The threads t1 and t2 go through the thread-creation process, each getting its own version of f3. However, these thread-local variables take on their default value zero, rather than the initializer 30 shown in the source code. Beware! Then after being incremented five times, each has the value 5. Thread t0 exhibits different behavior. As you can see, this thread was not created by the same machinery as the other two threads.

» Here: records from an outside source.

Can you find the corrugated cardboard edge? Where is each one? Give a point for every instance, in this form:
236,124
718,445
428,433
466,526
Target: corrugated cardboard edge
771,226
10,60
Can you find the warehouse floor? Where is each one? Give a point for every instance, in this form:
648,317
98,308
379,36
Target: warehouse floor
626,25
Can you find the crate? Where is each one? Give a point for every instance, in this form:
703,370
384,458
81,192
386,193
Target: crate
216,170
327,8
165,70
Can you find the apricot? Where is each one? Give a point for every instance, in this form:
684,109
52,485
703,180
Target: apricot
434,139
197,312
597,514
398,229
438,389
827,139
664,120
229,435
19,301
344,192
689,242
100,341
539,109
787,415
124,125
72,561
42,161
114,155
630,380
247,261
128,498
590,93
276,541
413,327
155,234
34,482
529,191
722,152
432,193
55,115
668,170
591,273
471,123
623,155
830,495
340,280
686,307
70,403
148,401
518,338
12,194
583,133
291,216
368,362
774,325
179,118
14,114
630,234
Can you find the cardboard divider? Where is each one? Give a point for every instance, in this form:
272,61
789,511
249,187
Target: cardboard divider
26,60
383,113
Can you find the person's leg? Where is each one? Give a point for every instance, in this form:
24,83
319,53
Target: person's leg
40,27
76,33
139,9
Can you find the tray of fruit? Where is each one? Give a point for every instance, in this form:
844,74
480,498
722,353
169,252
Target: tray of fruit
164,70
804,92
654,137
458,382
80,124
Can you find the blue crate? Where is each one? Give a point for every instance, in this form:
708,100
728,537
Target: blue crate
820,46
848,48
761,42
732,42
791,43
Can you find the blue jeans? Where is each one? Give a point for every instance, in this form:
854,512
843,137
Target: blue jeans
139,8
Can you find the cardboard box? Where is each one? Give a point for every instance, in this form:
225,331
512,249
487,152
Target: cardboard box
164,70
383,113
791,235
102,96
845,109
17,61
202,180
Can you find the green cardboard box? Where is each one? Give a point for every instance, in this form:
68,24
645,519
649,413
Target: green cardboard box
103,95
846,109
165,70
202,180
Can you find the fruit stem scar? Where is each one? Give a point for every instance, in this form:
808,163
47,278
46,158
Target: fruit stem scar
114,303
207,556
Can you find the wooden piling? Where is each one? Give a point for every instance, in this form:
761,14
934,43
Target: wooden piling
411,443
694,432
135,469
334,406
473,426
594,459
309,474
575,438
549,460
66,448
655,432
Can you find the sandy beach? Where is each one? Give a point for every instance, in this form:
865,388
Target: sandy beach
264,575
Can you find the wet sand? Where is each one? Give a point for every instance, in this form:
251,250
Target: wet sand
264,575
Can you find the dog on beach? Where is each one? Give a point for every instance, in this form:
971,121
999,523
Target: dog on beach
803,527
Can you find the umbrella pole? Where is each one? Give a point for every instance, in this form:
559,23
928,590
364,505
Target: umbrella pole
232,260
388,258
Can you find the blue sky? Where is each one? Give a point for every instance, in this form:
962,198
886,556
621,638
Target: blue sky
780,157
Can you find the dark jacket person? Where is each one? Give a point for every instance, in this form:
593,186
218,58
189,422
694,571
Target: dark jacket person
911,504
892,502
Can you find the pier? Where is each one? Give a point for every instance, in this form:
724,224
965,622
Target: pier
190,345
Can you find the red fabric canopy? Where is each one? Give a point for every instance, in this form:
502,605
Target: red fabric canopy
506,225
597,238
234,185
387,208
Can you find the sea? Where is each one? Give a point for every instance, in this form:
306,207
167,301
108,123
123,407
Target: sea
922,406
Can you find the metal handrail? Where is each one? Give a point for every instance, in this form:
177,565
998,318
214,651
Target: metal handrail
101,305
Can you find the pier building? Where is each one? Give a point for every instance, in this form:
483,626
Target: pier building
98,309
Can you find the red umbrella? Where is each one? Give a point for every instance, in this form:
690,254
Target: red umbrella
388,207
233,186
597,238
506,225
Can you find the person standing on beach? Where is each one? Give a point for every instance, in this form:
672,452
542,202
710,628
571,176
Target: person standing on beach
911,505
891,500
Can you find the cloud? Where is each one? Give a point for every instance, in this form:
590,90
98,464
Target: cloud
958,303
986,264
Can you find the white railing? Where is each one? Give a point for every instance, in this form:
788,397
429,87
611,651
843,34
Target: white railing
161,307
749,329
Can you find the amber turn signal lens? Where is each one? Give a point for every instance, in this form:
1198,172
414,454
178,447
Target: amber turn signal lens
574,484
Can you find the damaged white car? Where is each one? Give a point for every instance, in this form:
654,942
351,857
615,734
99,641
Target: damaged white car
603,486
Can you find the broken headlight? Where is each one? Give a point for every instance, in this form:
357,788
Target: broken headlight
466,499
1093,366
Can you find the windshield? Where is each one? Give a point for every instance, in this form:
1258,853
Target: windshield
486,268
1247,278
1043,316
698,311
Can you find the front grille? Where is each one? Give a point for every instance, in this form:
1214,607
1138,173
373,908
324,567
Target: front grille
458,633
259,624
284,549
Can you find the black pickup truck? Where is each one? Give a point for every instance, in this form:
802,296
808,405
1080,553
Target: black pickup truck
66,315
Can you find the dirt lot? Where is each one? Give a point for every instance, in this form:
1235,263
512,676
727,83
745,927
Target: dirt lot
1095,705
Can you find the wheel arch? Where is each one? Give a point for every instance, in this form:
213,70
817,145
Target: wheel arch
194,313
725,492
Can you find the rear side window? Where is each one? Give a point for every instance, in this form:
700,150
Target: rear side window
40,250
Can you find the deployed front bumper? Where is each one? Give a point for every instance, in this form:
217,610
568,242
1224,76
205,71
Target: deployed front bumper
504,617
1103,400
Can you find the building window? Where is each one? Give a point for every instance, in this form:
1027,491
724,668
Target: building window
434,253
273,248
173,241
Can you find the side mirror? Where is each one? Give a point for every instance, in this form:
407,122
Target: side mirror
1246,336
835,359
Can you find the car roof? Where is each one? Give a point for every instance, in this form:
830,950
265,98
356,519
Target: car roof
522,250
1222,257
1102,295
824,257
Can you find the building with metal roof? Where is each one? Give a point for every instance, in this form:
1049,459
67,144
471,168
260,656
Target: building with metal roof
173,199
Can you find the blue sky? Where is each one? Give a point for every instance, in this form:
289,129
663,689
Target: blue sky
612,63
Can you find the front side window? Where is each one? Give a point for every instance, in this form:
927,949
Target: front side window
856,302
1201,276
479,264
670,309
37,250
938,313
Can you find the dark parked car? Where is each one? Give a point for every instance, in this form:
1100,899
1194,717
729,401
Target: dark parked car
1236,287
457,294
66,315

As a result, its f3 does take on the explicit initial value, 30. Also note that in case 6, TMain is being called as a regular function, not as part of the creation of a new thread.
Consider the following scenario: an application has multiple threads executing in parallel with each thread having write access to some shared integer variable. Each thread simply increments that variable by one as follows:
++value;
Well that looks harmless enough. After all, this looks like an atomic operation, and on many systems, it is, at least from the point of view of a machine instruction. However, Managed C++’s execution environment does not universally guarantee this.
To demonstrate this, Listing 6 has three threads, each concurrently incrementing such a shared variable ten million times. It then displays that variable’s final value, which, in theory, should be thirty million. The resulting application can be run in one of two modes: the default mode is unsynchronized and uses the ++ operator; the alternate mode, indicated by using a command-line argument of Y or y, uses a synchronized library increment function instead.
When the standard ++ operator is used, five consecutive executions of the application resulted in the following output (when run on an Intel Pentium-based system):
After 30000000 operations, value = 20672006 After 30000000 operations, value = 19852180 After 30000000 operations, value = 27631609 After 30000000 operations, value = 25205827 After 30000000 operations, value = 25429970
and as you can see, the reported total falls far short of the correct answer. Simply stated, between 20 and 30 percent of the increments went unreported. When the same program runs in synchronized mode — that is, using Interlocked’s Increment instead — all thirty million increments are done and reported correctly, as follows:
After 30000000 operations, value = 30000000
Class Interlocked also has a Decrement function.